HiAM: A Hierarchical Attention based Model for knowledge graph multi-hop reasoning

doi:10.1016/j.neunet.2021.06.008

Neural Networks

Volume 143, November 2021, Pages 261-270

https://doi.org/10.1016/j.neunet.2021.06.008 Get rights and content

Abstract

Learning to reason in large-scale knowledge graphs has attracted much attention from research communities recently. This paper targets a practical task of multi-hop reasoning in knowledge graphs, which can be applied in various downstream tasks such as question answering, and recommender systems. A key challenge in multi-hop reasoning is to synthesize structural information (e.g., paths) in knowledge graphs to perform deeper reasoning. Existing methods usually focus on connection paths between each entity pair. However, these methods ignore predecessor paths before connection paths and regard entities and relations within every single path as equally important. With our observations, predecessor paths before connection paths can provide more accurate semantic representations. Furthermore, entities and relations in a single path contribute variously to the right answers. To this end, we propose a novel model HiAM (Hierarchical Attention based Model) for knowledge graph multi-hop reasoning. HiAM makes use of predecessor paths to provide more accurate semantics for entities and explores the effects of different granularities. Firstly, we extract predecessor paths of head entities and connection paths between each entity pair. Then, a hierarchical attention mechanism is designed to capture the information of different granularities, including entity/relation-level and path-level features. Finally, multi-granularity features are fused together to predict the right answers. We go one step further to select the most significant path as the explanation for predicted answers. Comprehensive experimental results demonstrate that our method achieves competitive performance compared with the baselines on three benchmark datasets.

Introduction

Reasoning over incomplete knowledge graphs (KGs) is one of the research hotspots in recent years, which has exerted a large number of applications such as question answering (Cui et al., 2017, Deng et al., 2019) and recommender systems (Fan et al., 2019, Wang, Wang et al., 2019). Knowledge graph reasoning aims to infer missing facts using existing knowledge in KGs. Our research concentrates on multi-hop reasoning (also known as multi-hop relation reasoning). Taking Fig. 1 as an example, we can infer the missing fact that VillersCotterets located in France via the existing path $V i l l e r s C o t t e r e t s \overset{L o c a t e d I n}{⟶} A i s n e \overset{L o c a t e d I n}{⟶} F r a n c e$ .

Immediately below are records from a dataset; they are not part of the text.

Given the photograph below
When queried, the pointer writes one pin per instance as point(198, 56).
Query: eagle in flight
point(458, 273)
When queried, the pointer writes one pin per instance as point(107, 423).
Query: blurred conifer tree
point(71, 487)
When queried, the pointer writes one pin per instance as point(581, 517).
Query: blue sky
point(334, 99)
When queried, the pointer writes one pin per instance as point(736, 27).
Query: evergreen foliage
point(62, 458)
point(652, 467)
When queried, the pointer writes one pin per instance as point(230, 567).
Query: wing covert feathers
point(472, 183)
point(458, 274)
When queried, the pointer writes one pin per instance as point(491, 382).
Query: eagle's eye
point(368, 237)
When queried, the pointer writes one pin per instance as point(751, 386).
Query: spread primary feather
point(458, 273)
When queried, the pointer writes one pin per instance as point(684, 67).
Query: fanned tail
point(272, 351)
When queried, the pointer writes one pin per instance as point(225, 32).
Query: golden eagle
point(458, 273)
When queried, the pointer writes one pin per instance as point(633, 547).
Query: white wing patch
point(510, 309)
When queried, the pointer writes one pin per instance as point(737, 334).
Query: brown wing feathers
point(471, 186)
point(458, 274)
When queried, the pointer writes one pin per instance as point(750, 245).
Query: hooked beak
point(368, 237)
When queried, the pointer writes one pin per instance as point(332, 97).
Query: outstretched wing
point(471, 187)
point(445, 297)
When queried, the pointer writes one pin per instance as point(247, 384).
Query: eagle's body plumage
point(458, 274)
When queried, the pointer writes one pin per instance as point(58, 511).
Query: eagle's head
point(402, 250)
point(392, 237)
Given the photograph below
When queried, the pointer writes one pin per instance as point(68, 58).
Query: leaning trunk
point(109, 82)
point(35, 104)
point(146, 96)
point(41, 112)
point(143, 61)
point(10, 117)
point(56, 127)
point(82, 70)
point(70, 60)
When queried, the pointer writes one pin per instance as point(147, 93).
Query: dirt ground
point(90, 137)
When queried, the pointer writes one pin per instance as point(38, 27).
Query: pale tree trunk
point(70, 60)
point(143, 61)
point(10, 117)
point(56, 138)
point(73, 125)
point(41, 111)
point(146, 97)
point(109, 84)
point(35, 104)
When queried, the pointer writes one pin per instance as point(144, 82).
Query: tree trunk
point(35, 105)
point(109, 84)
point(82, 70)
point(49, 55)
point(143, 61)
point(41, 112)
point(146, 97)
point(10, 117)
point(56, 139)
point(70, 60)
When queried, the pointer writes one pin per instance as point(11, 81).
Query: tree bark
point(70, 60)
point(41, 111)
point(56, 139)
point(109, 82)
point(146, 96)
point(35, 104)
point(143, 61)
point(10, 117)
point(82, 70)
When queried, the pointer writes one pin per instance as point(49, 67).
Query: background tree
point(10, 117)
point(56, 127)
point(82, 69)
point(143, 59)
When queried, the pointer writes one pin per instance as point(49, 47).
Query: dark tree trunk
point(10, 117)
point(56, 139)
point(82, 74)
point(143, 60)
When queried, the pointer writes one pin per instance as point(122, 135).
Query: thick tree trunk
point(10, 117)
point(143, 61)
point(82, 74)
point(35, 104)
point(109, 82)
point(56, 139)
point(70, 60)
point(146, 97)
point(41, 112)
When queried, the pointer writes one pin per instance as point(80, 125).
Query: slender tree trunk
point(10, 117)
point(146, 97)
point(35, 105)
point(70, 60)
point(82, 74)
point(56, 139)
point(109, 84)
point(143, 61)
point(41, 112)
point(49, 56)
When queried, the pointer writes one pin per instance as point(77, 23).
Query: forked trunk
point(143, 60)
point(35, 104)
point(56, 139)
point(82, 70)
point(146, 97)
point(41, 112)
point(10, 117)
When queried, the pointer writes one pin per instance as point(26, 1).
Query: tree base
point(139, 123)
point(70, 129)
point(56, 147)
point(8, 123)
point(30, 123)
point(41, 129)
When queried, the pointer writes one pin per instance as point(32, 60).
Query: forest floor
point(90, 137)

The current reasoning methods can be roughly classified into two categories, path-based and embedding-based. Different from traditional rule-based reasoning methods (Kok and Domingos, 2007, Lenat et al., 1990, Lisi, 2007, Nilsson, 1991), current methods mainly utilize path and triple features to infer new facts in KGs. Path-based reasoning methods are developed to capture path structure information. The random walk (Lao, Mitchell, & Cohen, 2011) inference technique is usually used to extract and select paths. Path Ranking Algorithm (PRA) (Lao & Cohen, 2010) is one of the most popular reasoning strategies, which encodes KGs as multi-relation graphs. In path-based reasoning methods, the paths between each entity pair are utilized to explore whether there is a specific relation between two entities (Lao and Cohen, 2010, Lin, Liu, Luan et al., 2015, Wang et al., 2016), which has strong practicality but poor generalization performance. Embedding-based reasoning methods are developed to learn low-dimensional vectors for both entities and relations in KGs by projecting them into the continuous vector spaces. Then the prediction problem is transformed into a simple vector operation, such as TransE (Bordes, Usunier, Garcia-Duran, Weston, & Yakhnenko, 2013), TransH (Wang, Zhang, Feng, & Chen, 2014), and DistMult (Yang, tau Yih, He, Gao, & Deng, 2015). Although embedding-based reasoning methods have been developed in a more comprehensive way, challenges still exist. Because these methods do not incorporate semantic information and path (rule) information in depth, reasoning performance is limited in complicated reasoning tasks. In addition, some methods use neural networks to capture the structural information and semantic information in KGs (Das et al., 2017, Neelakantan et al., 2015, Xiong et al., 2017).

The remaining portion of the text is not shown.